The radar signal was growing stronger. Beneath his ejection seat a tape recorder was making a continuous record of the signal characteristics of the American aircraft so that the scientific people would be able to devise a means of jamming and foiling the vaunted American flying eye. The aircraft was only a converted 707, a glorified passenger plane, hardly a worthy opponent for a crack fighter pilot! Shavrov checked his chart. He’d have to find it soon. Next he checked his fuel. He’d dropped his last external tank a few minutes earlier, and all he had now was his internal fuel. The turbofan was guzzling fuel, something he had to keep an eye on. He planned to have only five or ten minutes of fuel left when he returned to his ship.

This did not trouble him. He already had over a hundred carrier landings.

There! His hawk’s eyes caught the glint of sun off metal at one o’clock high. Shavrov eased back on his stick and increased power gently, bringing his Forger into a climb. A minute later he was at two thousand meters. He could see the Sentry now, its blue paint blending neatly into the darkening sky. He was coming up beneath its tail, and with luck the empennage would shield him from the rotating radar antenna. Perfect! He’d blaze by her a few times, letting the flight crew see his Atolls, and —

It took Shavrov a moment to realize that he had a wingman.

Two wingmen.

Fifty meters to his left and right, a pair of American F-15 Eagle fighters. The visored face of one pilot was staring at him.

“YAK-106, YAK-106, please acknowledge.” The voice on the SSB (single side band) radio circuit spoke flawless Russian. Shavrov did not acknowledge. They had read the number off his engine intake housing before he had known they were there.

“106, 106, this is the Sentry aircraft you are now approaching. Please identify yourself and your intentions. We get a little anxious when a stray fighter comes our way, so we’ve had three following you for the past hundred kilometers.”

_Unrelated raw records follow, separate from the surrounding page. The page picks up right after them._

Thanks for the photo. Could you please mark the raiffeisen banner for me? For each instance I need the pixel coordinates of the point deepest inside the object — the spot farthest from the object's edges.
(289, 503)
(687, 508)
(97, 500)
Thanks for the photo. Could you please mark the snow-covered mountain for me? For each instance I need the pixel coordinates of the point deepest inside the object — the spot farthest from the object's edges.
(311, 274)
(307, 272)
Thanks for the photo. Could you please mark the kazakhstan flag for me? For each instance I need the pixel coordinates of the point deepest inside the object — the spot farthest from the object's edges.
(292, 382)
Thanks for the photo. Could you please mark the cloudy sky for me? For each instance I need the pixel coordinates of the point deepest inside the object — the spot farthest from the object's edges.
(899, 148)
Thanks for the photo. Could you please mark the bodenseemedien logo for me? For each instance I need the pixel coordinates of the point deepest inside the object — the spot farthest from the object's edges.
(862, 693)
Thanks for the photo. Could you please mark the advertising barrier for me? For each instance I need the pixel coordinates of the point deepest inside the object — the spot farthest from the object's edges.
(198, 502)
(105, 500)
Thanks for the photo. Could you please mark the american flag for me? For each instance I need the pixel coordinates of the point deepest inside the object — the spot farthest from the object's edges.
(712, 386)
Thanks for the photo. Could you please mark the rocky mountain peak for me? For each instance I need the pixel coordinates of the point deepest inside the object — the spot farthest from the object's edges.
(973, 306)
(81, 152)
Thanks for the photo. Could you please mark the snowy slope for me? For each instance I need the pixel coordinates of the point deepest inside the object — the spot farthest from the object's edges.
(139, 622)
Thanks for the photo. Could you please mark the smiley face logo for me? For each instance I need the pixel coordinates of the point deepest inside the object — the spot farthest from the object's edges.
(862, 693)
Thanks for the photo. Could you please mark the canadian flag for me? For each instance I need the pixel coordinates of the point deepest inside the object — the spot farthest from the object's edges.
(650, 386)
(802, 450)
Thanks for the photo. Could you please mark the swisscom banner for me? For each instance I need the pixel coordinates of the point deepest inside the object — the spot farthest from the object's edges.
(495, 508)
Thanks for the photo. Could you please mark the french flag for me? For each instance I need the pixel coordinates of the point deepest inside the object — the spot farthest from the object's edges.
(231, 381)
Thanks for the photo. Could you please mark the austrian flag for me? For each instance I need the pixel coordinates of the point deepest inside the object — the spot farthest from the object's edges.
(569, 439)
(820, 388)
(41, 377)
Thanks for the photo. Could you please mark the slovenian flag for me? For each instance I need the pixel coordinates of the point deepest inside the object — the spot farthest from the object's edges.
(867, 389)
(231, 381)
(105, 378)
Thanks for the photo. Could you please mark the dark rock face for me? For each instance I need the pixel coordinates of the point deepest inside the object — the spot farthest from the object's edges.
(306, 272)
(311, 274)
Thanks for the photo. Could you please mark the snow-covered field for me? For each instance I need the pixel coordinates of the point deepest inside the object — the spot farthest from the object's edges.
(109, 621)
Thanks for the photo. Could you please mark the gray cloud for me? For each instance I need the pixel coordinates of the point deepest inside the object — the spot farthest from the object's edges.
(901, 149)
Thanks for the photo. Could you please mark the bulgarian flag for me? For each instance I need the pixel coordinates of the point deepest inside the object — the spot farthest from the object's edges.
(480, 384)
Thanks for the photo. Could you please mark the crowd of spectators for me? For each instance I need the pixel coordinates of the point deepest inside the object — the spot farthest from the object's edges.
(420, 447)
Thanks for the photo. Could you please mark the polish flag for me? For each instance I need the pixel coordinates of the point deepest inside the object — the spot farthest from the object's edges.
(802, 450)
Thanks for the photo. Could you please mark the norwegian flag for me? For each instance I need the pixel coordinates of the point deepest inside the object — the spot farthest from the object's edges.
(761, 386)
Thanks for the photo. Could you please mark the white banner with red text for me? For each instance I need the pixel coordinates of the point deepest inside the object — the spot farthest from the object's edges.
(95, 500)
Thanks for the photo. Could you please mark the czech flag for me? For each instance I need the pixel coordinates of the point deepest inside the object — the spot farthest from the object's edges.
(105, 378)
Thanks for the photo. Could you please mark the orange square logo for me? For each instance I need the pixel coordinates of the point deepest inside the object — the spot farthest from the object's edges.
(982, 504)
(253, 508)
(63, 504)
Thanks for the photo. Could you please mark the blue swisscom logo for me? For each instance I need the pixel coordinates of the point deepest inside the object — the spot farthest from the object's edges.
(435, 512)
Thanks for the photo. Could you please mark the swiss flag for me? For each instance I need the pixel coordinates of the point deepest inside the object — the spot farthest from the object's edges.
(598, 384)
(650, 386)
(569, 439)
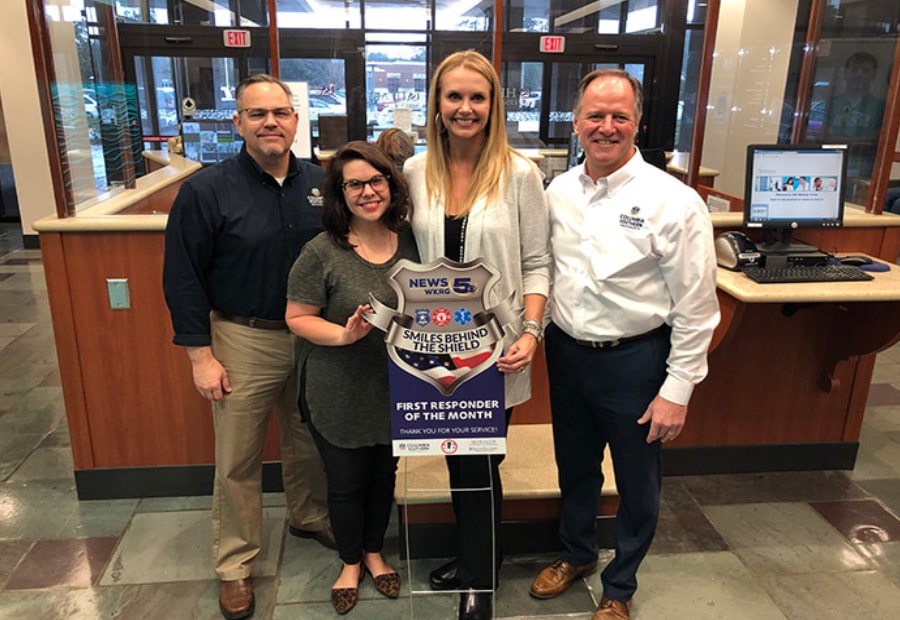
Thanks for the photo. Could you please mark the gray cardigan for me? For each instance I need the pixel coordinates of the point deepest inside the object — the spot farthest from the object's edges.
(512, 234)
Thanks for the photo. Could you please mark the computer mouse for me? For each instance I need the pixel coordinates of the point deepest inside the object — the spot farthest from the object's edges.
(856, 261)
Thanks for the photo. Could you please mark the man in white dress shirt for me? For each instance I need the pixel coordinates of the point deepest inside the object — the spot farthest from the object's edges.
(633, 309)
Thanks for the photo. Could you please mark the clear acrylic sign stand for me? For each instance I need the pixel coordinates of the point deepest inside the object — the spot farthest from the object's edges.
(413, 592)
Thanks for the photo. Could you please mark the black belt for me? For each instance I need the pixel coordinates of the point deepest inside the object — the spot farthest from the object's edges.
(253, 322)
(604, 344)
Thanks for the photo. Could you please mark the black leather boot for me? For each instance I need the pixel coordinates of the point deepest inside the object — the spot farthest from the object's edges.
(444, 577)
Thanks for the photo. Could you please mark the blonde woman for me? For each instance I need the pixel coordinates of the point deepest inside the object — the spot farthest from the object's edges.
(475, 197)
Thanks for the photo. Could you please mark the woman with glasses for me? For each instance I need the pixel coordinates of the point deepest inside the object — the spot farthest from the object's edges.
(344, 371)
(475, 197)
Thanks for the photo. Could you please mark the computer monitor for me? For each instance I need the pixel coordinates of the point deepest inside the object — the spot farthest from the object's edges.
(788, 187)
(575, 153)
(210, 141)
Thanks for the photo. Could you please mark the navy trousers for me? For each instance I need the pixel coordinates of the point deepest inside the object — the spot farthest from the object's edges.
(596, 398)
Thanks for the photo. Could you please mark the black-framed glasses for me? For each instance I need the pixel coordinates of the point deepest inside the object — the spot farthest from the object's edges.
(377, 183)
(260, 114)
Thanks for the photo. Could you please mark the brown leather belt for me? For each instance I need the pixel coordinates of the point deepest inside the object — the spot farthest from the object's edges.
(253, 322)
(604, 344)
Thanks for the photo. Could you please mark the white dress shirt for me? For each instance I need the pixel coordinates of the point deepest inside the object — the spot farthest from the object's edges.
(631, 252)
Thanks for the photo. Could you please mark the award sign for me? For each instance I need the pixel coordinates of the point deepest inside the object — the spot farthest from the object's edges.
(443, 342)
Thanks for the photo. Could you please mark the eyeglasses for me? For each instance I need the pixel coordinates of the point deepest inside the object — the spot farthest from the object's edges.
(261, 114)
(377, 183)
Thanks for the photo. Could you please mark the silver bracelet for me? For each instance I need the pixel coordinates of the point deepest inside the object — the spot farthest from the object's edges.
(534, 328)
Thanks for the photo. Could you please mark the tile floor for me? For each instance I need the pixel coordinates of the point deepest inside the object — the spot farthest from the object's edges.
(816, 545)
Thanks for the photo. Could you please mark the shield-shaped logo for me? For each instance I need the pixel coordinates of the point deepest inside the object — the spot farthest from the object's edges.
(443, 331)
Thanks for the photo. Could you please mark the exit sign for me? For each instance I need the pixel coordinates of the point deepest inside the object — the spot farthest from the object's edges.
(553, 45)
(237, 38)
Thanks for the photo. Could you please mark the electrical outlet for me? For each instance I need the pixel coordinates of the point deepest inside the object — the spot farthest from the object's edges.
(118, 293)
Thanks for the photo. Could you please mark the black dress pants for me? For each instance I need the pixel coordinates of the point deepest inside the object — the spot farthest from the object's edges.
(477, 495)
(360, 495)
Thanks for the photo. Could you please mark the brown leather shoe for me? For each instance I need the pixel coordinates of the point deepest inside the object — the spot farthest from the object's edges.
(236, 599)
(609, 609)
(556, 578)
(323, 537)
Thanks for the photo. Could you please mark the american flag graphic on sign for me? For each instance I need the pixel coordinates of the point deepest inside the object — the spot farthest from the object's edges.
(445, 369)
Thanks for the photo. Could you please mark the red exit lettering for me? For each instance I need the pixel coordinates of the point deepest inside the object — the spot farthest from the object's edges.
(237, 38)
(553, 45)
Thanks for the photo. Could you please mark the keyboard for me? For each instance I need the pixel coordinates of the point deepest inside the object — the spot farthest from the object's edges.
(807, 273)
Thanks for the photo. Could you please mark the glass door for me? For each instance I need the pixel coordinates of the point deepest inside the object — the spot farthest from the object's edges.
(181, 80)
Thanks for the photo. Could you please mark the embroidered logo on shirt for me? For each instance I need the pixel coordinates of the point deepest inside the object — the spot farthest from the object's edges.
(631, 222)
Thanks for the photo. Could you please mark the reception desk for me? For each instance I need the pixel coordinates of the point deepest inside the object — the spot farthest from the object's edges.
(789, 372)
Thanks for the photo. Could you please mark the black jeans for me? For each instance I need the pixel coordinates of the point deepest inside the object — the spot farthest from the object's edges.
(479, 548)
(360, 495)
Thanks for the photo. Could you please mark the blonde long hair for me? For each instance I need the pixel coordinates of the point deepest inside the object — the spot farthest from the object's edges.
(494, 158)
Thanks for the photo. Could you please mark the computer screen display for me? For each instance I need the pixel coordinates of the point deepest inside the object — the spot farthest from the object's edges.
(210, 141)
(790, 186)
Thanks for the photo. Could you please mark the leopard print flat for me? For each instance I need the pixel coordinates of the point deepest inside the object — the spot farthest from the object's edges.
(388, 584)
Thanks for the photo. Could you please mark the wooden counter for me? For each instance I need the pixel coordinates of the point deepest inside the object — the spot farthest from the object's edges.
(789, 372)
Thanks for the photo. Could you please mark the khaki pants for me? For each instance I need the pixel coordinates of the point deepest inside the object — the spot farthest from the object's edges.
(262, 369)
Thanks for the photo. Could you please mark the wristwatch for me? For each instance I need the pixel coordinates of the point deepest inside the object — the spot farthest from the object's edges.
(534, 328)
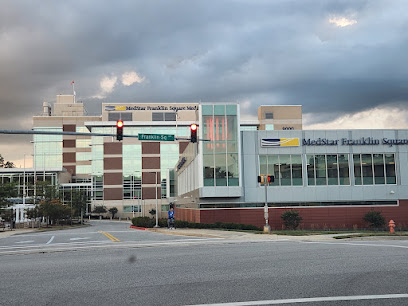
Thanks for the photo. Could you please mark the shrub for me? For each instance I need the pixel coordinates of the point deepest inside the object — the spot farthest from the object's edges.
(143, 222)
(291, 219)
(374, 218)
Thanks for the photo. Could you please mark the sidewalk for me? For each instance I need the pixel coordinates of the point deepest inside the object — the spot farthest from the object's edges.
(235, 235)
(17, 231)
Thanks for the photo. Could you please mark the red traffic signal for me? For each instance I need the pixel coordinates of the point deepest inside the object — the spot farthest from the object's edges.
(119, 130)
(193, 130)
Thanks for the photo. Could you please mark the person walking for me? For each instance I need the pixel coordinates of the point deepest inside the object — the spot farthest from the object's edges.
(170, 219)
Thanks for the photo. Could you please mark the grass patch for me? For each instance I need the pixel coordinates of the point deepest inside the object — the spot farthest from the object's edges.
(60, 227)
(308, 232)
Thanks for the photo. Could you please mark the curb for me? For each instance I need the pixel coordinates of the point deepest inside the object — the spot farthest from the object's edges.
(139, 228)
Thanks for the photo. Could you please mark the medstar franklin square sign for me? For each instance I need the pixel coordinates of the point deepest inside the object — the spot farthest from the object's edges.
(156, 137)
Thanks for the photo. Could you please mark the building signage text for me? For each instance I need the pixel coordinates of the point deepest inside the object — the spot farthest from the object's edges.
(181, 163)
(363, 141)
(151, 108)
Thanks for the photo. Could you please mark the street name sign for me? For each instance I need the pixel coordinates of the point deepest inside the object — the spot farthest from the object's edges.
(156, 137)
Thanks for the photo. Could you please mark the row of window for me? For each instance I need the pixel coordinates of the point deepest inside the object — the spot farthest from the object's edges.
(329, 169)
(220, 151)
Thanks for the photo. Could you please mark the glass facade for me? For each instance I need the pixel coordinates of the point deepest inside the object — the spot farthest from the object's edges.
(48, 149)
(327, 169)
(220, 153)
(248, 128)
(374, 169)
(169, 156)
(132, 171)
(286, 168)
(32, 181)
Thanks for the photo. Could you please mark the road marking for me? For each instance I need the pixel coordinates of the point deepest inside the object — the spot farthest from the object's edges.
(110, 236)
(310, 300)
(360, 244)
(49, 241)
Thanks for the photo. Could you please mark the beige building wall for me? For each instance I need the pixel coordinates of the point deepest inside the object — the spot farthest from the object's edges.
(143, 111)
(283, 117)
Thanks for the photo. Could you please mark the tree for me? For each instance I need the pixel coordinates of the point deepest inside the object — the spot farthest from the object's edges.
(374, 218)
(8, 164)
(291, 219)
(79, 199)
(7, 191)
(113, 211)
(54, 210)
(152, 212)
(99, 210)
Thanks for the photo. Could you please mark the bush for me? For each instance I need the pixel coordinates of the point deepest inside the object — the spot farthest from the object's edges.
(143, 222)
(291, 219)
(374, 218)
(149, 223)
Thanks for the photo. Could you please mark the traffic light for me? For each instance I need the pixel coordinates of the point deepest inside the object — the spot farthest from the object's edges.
(193, 129)
(119, 130)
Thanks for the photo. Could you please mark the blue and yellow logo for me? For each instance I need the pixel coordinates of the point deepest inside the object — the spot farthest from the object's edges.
(114, 108)
(280, 142)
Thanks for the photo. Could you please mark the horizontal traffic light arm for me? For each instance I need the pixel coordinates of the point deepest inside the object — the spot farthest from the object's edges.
(25, 132)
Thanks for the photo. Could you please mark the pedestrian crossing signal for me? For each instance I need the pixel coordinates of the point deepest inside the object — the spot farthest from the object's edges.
(119, 130)
(193, 129)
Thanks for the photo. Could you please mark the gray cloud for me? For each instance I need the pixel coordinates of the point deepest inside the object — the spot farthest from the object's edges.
(279, 52)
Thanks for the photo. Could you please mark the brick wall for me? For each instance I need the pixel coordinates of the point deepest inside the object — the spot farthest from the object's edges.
(313, 218)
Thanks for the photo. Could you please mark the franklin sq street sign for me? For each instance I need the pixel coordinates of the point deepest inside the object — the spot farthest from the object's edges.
(156, 137)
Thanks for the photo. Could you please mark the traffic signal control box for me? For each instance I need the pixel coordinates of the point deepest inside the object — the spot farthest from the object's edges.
(119, 130)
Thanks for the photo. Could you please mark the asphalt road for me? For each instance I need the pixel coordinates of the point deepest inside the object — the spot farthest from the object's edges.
(100, 234)
(147, 271)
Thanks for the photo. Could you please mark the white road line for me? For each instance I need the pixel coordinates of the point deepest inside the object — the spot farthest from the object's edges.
(311, 300)
(359, 244)
(49, 241)
(53, 245)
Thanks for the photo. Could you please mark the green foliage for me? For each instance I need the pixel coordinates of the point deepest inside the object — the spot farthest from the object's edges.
(291, 219)
(99, 209)
(113, 211)
(7, 215)
(54, 210)
(79, 201)
(9, 165)
(8, 190)
(374, 218)
(4, 164)
(33, 213)
(149, 223)
(143, 222)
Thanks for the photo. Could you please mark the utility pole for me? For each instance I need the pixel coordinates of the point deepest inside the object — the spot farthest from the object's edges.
(267, 228)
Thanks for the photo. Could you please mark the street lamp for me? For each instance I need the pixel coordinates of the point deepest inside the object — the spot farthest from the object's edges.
(157, 201)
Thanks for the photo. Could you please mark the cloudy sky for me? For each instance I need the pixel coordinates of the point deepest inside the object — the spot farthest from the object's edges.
(344, 61)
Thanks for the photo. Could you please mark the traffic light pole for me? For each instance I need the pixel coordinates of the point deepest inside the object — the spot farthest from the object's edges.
(267, 228)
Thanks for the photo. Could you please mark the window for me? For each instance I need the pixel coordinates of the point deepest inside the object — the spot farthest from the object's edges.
(268, 115)
(330, 169)
(374, 169)
(287, 169)
(220, 154)
(163, 116)
(269, 127)
(119, 116)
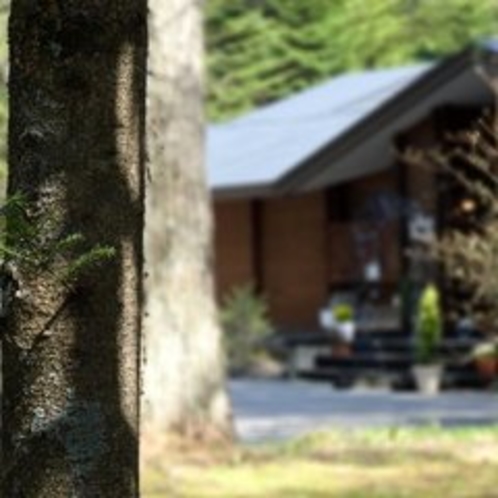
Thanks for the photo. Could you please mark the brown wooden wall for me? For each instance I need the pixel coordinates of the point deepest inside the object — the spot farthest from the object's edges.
(290, 267)
(295, 267)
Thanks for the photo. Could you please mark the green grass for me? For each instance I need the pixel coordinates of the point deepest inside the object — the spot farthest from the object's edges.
(403, 463)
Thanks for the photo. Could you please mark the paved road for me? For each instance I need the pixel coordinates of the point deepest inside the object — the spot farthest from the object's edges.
(277, 409)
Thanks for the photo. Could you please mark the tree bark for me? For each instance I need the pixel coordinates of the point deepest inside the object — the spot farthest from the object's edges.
(184, 371)
(76, 153)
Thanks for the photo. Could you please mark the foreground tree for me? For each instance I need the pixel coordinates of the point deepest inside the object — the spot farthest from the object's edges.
(71, 340)
(184, 371)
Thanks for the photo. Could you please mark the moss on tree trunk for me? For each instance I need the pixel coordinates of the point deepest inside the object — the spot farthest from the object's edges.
(71, 353)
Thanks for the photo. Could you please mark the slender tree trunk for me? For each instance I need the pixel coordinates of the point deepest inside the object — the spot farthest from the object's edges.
(184, 371)
(76, 151)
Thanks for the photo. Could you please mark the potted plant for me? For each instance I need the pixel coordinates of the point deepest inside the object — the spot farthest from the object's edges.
(344, 328)
(427, 370)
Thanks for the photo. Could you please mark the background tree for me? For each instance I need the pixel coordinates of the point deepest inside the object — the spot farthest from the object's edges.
(184, 371)
(76, 150)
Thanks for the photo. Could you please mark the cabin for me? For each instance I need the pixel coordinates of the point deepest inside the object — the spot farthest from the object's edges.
(315, 201)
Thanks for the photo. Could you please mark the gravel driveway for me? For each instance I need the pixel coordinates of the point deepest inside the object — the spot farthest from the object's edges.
(277, 409)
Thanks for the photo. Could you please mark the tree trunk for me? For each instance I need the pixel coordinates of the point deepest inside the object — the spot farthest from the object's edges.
(184, 372)
(76, 153)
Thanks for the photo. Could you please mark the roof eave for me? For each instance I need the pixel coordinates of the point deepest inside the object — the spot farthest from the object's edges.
(338, 148)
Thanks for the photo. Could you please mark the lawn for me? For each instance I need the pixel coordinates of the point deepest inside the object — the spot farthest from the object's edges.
(396, 463)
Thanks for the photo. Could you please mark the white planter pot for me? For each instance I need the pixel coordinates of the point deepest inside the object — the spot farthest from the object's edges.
(346, 331)
(428, 378)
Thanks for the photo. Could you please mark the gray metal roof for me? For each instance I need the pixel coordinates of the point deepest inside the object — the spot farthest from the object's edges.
(261, 148)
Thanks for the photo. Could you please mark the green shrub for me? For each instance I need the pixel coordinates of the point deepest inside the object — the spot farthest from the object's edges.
(244, 316)
(429, 325)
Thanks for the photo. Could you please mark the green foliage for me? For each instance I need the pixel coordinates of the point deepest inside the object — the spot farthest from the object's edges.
(39, 247)
(429, 325)
(244, 316)
(343, 313)
(260, 51)
(467, 247)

Three? Shavrov turned his head around. A third Eagle with four sparrow missiles was hanging fifty meters from his tail, his “six.”

“Our men compliment you on your ability to fly low and slow, 106.”

Lieutenant Shavrov was shaking with rage as he passed four thousand meters, still eight thousand from the American AWACS. He had checked his six every thirty seconds on the way in. The Americans must have been riding back there, hidden in the mist, and vectored in on him by instructions from the Sentry. He swore to himself and held course. He’d teach that AWACS a lesson!